Abstract Body (Do not enter title and authors here): Background: Aortic aneurysm and dissection (AAD) are life-threatening diseases characterized by progressive degradation of the aortic wall. The loss of contractile phenotype in vascular smooth muscle cells (SMCs) promotes AAD development. Phosphodiesterase 1A (PDE1A), predominantly expressed in contractile vascular SMCs, regulates vascular contractility; however, its role in AAD remains unclear.

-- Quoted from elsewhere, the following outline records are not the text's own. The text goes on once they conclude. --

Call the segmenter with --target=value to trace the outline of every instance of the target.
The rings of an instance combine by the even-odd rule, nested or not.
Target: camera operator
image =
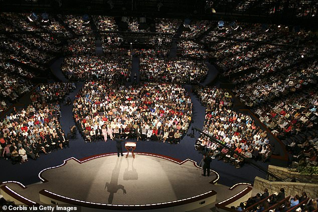
[[[208,176],[210,176],[210,164],[212,161],[212,159],[210,156],[210,154],[204,155],[204,156],[203,156],[203,161],[204,161],[204,164],[203,165],[203,174],[202,174],[203,176],[206,176],[205,174],[207,170],[208,171]]]

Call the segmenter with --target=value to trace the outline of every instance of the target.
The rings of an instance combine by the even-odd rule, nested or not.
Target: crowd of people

Methods: PDE1A and contractile gene expression was analyzed by published sequencing datasets, qPCR and immunostaining in human and mouse AAD tissues. The role of PDE1A in AAD was investigated using global PDE1A knockout (KO) mice and vascular SMC-specific PDE1A KO mice. Both high-fat diet with Angiotensin II infusion (HFD/Ang II) induced sporadic AAD, and elastase/BAPN-induced abdominal aortic aneurysm (AAA) model were used.

Results: PDE1A expression in vascular SMCs was decreased in both human and mouse AAD. In the HFD/Ang II model, global PDE1A KO significantly lowered the incidence of aortic aneurysm, dissection, and rupture in both genders, which was confirmed in the elastase/BAPN model. PDE1A expression in the aortic media of AAD mice positively correlated with contractile marker gene expression (e.g., Myh11, Sm22, and Cnn1), a finding confirmed in human samples. Interestingly, PDE1A global KO mice under basal conditions showed reduced contractile gene expression in media, a result replicated in rat aortic SMCs with PDE1A knockdown, indicating PDE1A is a critical regulator of vascular SMC contractile gene expression. To define the role of vascular SMC-expressed PDE1A in AAD, we generated vascular SMC-specific PDE1A KO mice (PDE1A-KO^VSMC) using Itga8-CreER mice. PDE1A-KO^VSMC mice also showed decreased expression of contractile markers in media. In contrast to the global PDE1A KO, PDE1A-KO^VSMC mice aggravated aortic dilation and elastin degradation in the elastase/BAPN model. Since PDE1A expression was also detected in the adventitia and was upregulated in early stages of AAD, the potential role of adventitial fibroblast-expressed PDE1A in AAD pathogenesis is currently under investigation.

Conclusion: Global deletion of PDE1A protects against AAD; whereas vascular SMC-specific deletion of PDE1A exacerbates AAD, possibly due to impaired vascular SMC contractile function. These findings highlight the essential role of PDE1A in vascular contractility and suggest a distinct role for PDE1A in adventitia fibroblasts in AAD.